I sigh and scrub my hands over my face, barely catching one of the oars before it falls into the lake. “I’m sorry, Mo—Melé.” I barely catch my slip of words, as well, with a grimace. “You’re seeing me at my worst.”
And yet, when have I ever been at my best? A few scant months with Sadaré? Because of Sadaré?
You’re an abomination wearing a god’s body.
Cold settles over me. While I might have scoffed at Isha’s words, they stabbed to the heart of what I fear most. Perhaps this is me.
I might be less of a monster with her, but then in that case I very well might not deserve her—because I’m a monster.
She may have been trying to tell me that, with how she’s behaving toward Isha.
She crawled for him. She let him cover over my marks. She knelt for him. She— A soft voice interrupts the spiral of my thoughts.
“You can call me Mother,” Melé murmurs quietly.
I glance up to see her lean in on herself—and yet toward me.
“I think it’s best I don’t,” I say, but I can’t meet her eyes as I do. “You want no part of this.” I nod down at myself and then keep rowing.
“Are you telling me what I want now?” There’s a surprising amount of ire in her tone. I witnessed her anger on the river and after, but this isn’t spiteful. This is more… rueful? Hurt? “You assumed you’ve the right to decide everything else for me, so why not?”
I row for a few more moments without speaking. My own voice surprises me. “I’m afraid—I’m afraid that in looking for Sadaré, she might not be pleased to see me when I finally find her.”
Melé’s expression doesn’t betray much. No judgment, at least not yet. “Why?”
“Because of what I’ve done. What I am.”
“What are you?”
I want to balk at the simplistic line of her questioning, but my frustration is less for her than for me. “A god of… I don’t know. Destruction. Chaos.” I toss my head at her. “You’ve seen it.”

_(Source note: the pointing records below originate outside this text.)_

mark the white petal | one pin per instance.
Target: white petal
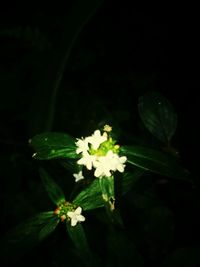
(80, 218)
(70, 214)
(73, 221)
(78, 211)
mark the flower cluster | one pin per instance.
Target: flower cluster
(100, 152)
(67, 211)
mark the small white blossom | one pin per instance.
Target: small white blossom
(82, 145)
(76, 216)
(96, 139)
(87, 160)
(111, 162)
(107, 128)
(78, 176)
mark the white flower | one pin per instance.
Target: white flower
(107, 128)
(119, 163)
(82, 145)
(87, 160)
(78, 176)
(111, 162)
(96, 139)
(76, 216)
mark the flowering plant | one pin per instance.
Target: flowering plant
(102, 171)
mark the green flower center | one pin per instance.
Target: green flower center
(62, 210)
(103, 149)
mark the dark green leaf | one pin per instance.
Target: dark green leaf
(42, 111)
(154, 161)
(22, 238)
(122, 251)
(159, 230)
(158, 116)
(184, 257)
(78, 237)
(90, 197)
(129, 179)
(53, 145)
(55, 192)
(108, 192)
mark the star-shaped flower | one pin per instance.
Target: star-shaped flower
(87, 160)
(78, 176)
(82, 145)
(76, 216)
(96, 139)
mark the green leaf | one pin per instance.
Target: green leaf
(129, 179)
(121, 250)
(55, 192)
(25, 236)
(43, 100)
(158, 116)
(53, 145)
(91, 197)
(108, 192)
(78, 237)
(159, 230)
(183, 257)
(154, 161)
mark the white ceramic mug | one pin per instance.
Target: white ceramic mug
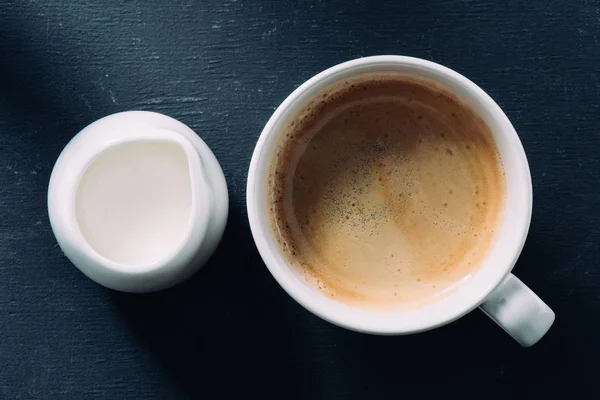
(501, 295)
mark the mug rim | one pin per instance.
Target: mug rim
(341, 314)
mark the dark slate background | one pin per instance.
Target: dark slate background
(222, 67)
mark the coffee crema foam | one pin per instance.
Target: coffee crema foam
(385, 192)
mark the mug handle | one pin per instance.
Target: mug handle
(519, 311)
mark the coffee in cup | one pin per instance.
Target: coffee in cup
(385, 192)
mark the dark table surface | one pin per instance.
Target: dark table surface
(222, 67)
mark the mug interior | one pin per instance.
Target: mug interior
(501, 257)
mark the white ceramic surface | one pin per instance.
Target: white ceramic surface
(499, 293)
(208, 212)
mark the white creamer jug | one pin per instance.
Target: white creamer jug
(137, 201)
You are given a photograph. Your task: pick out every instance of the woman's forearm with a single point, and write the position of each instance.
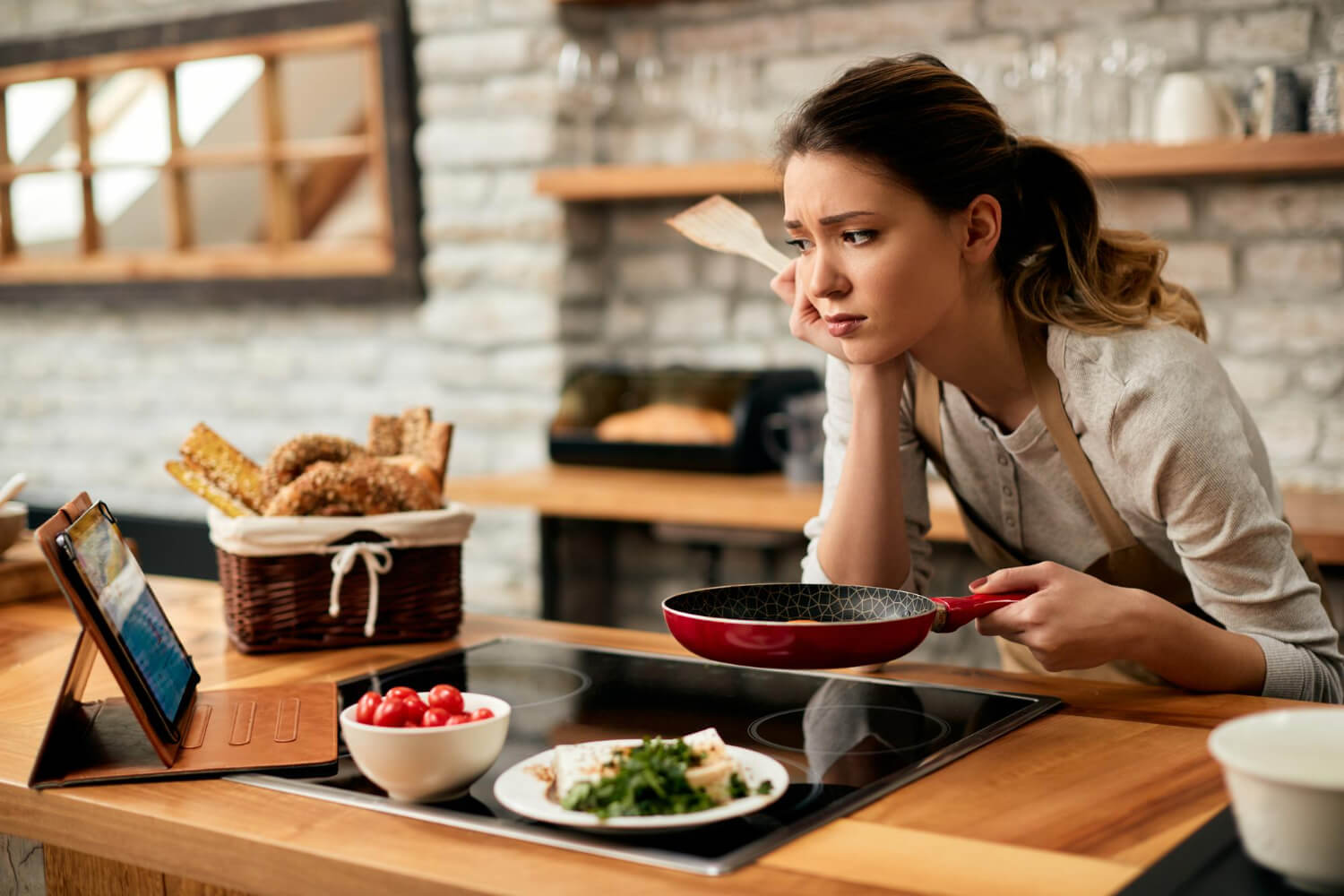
(1193, 653)
(865, 538)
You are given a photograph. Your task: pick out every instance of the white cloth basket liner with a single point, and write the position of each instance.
(271, 536)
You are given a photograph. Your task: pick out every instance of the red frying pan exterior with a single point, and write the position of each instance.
(758, 625)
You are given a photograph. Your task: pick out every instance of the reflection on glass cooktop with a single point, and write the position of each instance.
(846, 740)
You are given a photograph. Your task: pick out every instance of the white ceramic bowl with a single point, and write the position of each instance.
(427, 763)
(1285, 772)
(13, 519)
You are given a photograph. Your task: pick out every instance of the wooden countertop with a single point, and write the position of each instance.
(769, 501)
(755, 501)
(1077, 802)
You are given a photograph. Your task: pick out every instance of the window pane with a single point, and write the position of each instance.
(323, 94)
(38, 121)
(128, 118)
(228, 206)
(335, 201)
(129, 204)
(217, 101)
(47, 212)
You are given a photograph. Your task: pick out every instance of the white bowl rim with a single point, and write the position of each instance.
(1228, 756)
(500, 708)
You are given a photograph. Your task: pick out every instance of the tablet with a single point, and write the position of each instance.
(118, 599)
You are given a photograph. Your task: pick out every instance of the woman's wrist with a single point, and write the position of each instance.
(878, 381)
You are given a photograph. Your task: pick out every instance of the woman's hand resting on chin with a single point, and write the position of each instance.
(804, 319)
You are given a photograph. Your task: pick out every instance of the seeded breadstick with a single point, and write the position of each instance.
(417, 468)
(228, 468)
(384, 435)
(414, 430)
(204, 487)
(435, 449)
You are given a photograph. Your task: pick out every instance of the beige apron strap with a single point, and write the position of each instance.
(927, 426)
(1045, 387)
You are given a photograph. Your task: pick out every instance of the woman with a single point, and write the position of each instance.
(978, 316)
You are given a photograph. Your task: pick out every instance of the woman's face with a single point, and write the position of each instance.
(876, 261)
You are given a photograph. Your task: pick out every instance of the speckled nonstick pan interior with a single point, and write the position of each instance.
(788, 625)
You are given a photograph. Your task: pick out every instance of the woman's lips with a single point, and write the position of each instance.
(840, 325)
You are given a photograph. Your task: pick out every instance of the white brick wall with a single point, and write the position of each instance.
(523, 287)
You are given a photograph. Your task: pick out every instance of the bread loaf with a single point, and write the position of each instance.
(669, 424)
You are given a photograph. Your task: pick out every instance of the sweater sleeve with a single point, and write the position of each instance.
(1190, 447)
(909, 465)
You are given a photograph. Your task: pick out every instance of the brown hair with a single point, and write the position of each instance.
(930, 129)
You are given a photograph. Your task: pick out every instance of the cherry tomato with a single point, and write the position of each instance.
(366, 707)
(446, 697)
(390, 713)
(414, 708)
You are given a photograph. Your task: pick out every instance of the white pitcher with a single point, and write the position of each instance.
(1191, 108)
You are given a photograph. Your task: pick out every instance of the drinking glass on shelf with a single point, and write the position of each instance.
(1043, 73)
(1110, 94)
(1144, 70)
(586, 81)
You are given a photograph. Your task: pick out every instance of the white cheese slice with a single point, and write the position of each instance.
(715, 770)
(589, 762)
(577, 763)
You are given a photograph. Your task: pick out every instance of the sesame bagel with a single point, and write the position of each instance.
(352, 487)
(289, 461)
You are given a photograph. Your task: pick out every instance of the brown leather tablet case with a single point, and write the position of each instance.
(287, 729)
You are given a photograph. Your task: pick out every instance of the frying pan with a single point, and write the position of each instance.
(789, 625)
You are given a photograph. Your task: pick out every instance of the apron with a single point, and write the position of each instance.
(1128, 563)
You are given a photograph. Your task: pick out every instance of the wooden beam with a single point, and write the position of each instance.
(177, 199)
(357, 258)
(8, 247)
(376, 134)
(90, 233)
(273, 45)
(325, 183)
(280, 196)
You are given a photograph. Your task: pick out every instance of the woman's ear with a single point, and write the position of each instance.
(984, 225)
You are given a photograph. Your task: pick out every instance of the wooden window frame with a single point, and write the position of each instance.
(280, 269)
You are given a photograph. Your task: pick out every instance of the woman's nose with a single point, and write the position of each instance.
(825, 280)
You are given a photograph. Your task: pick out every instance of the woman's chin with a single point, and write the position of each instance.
(857, 351)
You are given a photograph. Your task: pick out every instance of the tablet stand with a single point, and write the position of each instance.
(280, 728)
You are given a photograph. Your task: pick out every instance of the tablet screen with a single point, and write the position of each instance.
(120, 589)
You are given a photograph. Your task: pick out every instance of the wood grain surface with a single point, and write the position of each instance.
(769, 501)
(1077, 802)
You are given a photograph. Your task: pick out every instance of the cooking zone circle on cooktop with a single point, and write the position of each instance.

She nods, perching her chin on her fist. “I’ve seen some, and it’s certainly not how I raised you to behave.” Her eyes flash to me. “You forced those people in front of the Temple of Judgment to kill themselves.”
My shrug is lost in my rowing. “I wasn’t myself then. Isha had just killed Sadaré—”
“And you destroyed those shades back there, turning them to dust right in front of me.”
Of course she wasn’t going to let that go. I don’t know if it’s a coincidence, but Pogli decides right then to spin a tight circle and flop down against Melé’s feet with his back to me.
“I needed their aether to fight!” I protest. “You saw what was about to happen to us. We wouldn’t be here if I hadn’t.”
She shrugs now, the motion slight in her forward hunch. “But who knows where we would be. You might not be feeling so badly if you hadn’t.”
“Mo—Me—Mother,” I snarl. If she wants me to call her that, then I will, under my terms. Which aren’t terribly pleasant at the moment. “I had no choice. And I have no choice now.”
“Didn’t you just accuse Isha of using that exact excuse for his terrible actions?”
I brush away her words, even though she’s right. “We’re completely different. Isha is using Sadaré against her will.”
She arches her brows at me, tugging on her delicate web of scars. “And so letting him use you against yours is going to help?”
I growl in frustration, putting more of my back into the rowing. “That’s not—no. Well, maybe. I don’t know.”
She leans back, staring out at the lake as it goes by in bursts. “At least question it. Sometimes that’s the best you can do.” She sighs. “Sometimes that’s all we have.”